The CNN crew, including journalist Randi Kaye, came to The Villages to speak with Ed McGinty, the Village of Hadley resident who gained worldwide attention after Village of Amelia resident Marsha Hill posted a video in January showing her confronting him about his stance on President Trump. The crew, from New York and Miami, traveled with McGinty in his sign-covered golf cart to the intersection of Morse Boulevard and County Road 466 to see him in action – and within minutes they were being confronted by an angry resident.
“What’s going on here?” Villager David Lawrence asked Kaye, while referring to McGinty as a “lunatic.”
After Kaye explained that she was doing a story on McGinty as part of an upcoming special report, the Village of Collier resident told her she was wasting her time. He suggested she make a trip to nearby American Legion Post 347 for a real story on American heroes and then walked back to the Sumter County Annex about a block away.


Within minutes, as McGinty held up a sign calling Trump a “filthy pig,” a trolley rolled up with several prospective homebuyers onboard who were pointing at the well-known Villager while they sat at a long red light.
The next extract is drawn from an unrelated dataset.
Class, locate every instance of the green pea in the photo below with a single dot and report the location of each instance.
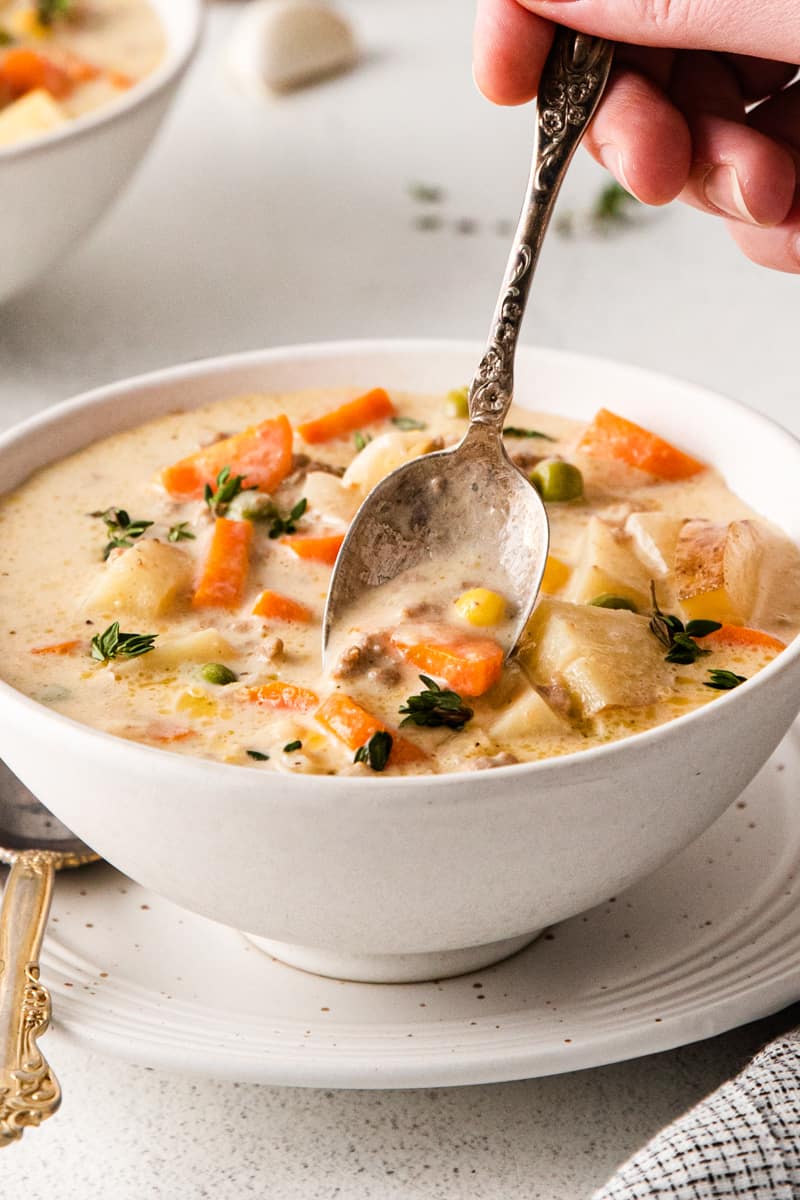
(218, 673)
(608, 600)
(557, 480)
(458, 402)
Several motorists also drove by and called McGinty nasty names while others shouted a variety of derogatory terms and various four-letter words – all while the cable network’s cameras were rolling.
McGinty took it all in stride, going so far as to thank one motorists in an old pickup truck who rolled down his window and shouted, “Hey, (expletive deleted) you!” He added that he’s happy to be gaining so much attention for all of the Democrats who live in The Villages.
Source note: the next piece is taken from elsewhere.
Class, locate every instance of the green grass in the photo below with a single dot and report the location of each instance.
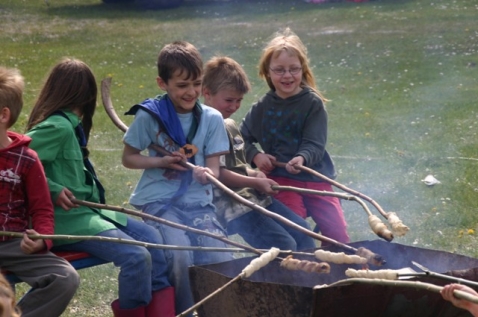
(401, 76)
“People think there’s none of us down here,” he said. “It’s good that they know there’s a lot of us down here.”

McGinty said it was somewhat hard to believe that CNN wanted to speak with him, but he said it never would have happened if Hill hadn’t posted the video that ended up being viewed worldwide by millions of people.
“That woman did me a real big favor,” he said. “I never thought about it when she did it.”
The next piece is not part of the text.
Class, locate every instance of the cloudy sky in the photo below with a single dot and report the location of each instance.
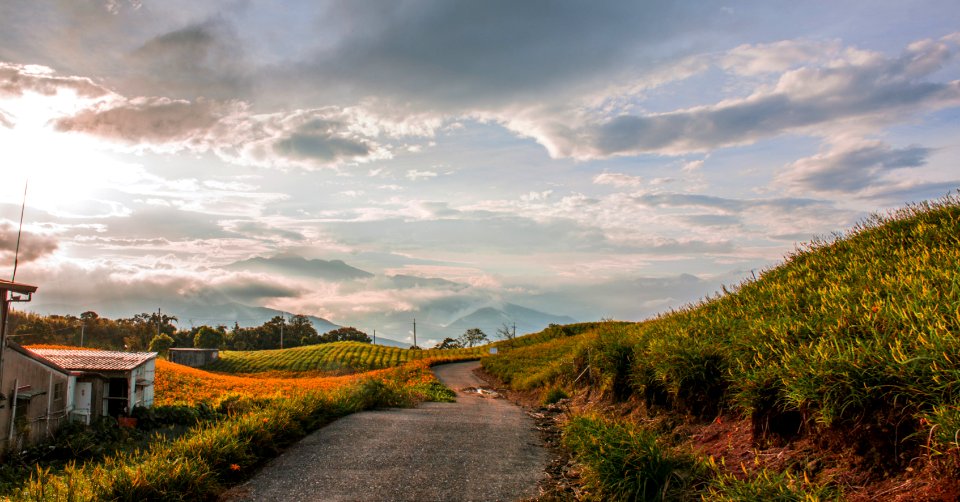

McGinty spent quite some time with Kaye in his sign-covered golf cart and explained to the longtime journalist how much he enjoys living in The Villages.
“I think it’s a wonderful place to live and it doesn’t matter whether or not I was living here or someplace else, we’re going to have these Trump supporters and we’re going to have people who don’t like Trump,” he said. “Hopefully, when this election is over, we can come to some sort of peaceful agreement between us.”


On a separate note, McGinty said he’s hopeful both Republicans and Democrats will put aside their differences and work together on tackling COVID-19.
“The president is giving all these mixed signals about this Coronavirus being the same as the flu,” he said. “A doctor said it’s 10 times worse than the flu. That’s means if you’re talking about 20,000 people dying, maybe you’re talking about 200,000 people dying.”

McGinty also shared a story from a few days ago when agents from Homeland Security and the Secret Service showed up at his house because he said in Hill’s video that he’d like to punch Trump in the nose. He said he was at the Hadley adult pool sleeping when his wife, Mary, answered the door and saw armed agents standing on their porch.
“She called one of her girlfriends up and said, ‘Wake Ed up. There are some people here with guns and badges,’” he said. “I called her up right away and said, ‘What’s this all about?’”
McGinty, who also has been the subject of many Villages-News.com Letters to the Editor, said the agents asked him questions about his mental state, like whether or not he’d ever visited a psychiatrist. He said they also told him to refrain from making such statements going forward, which he agreed to do.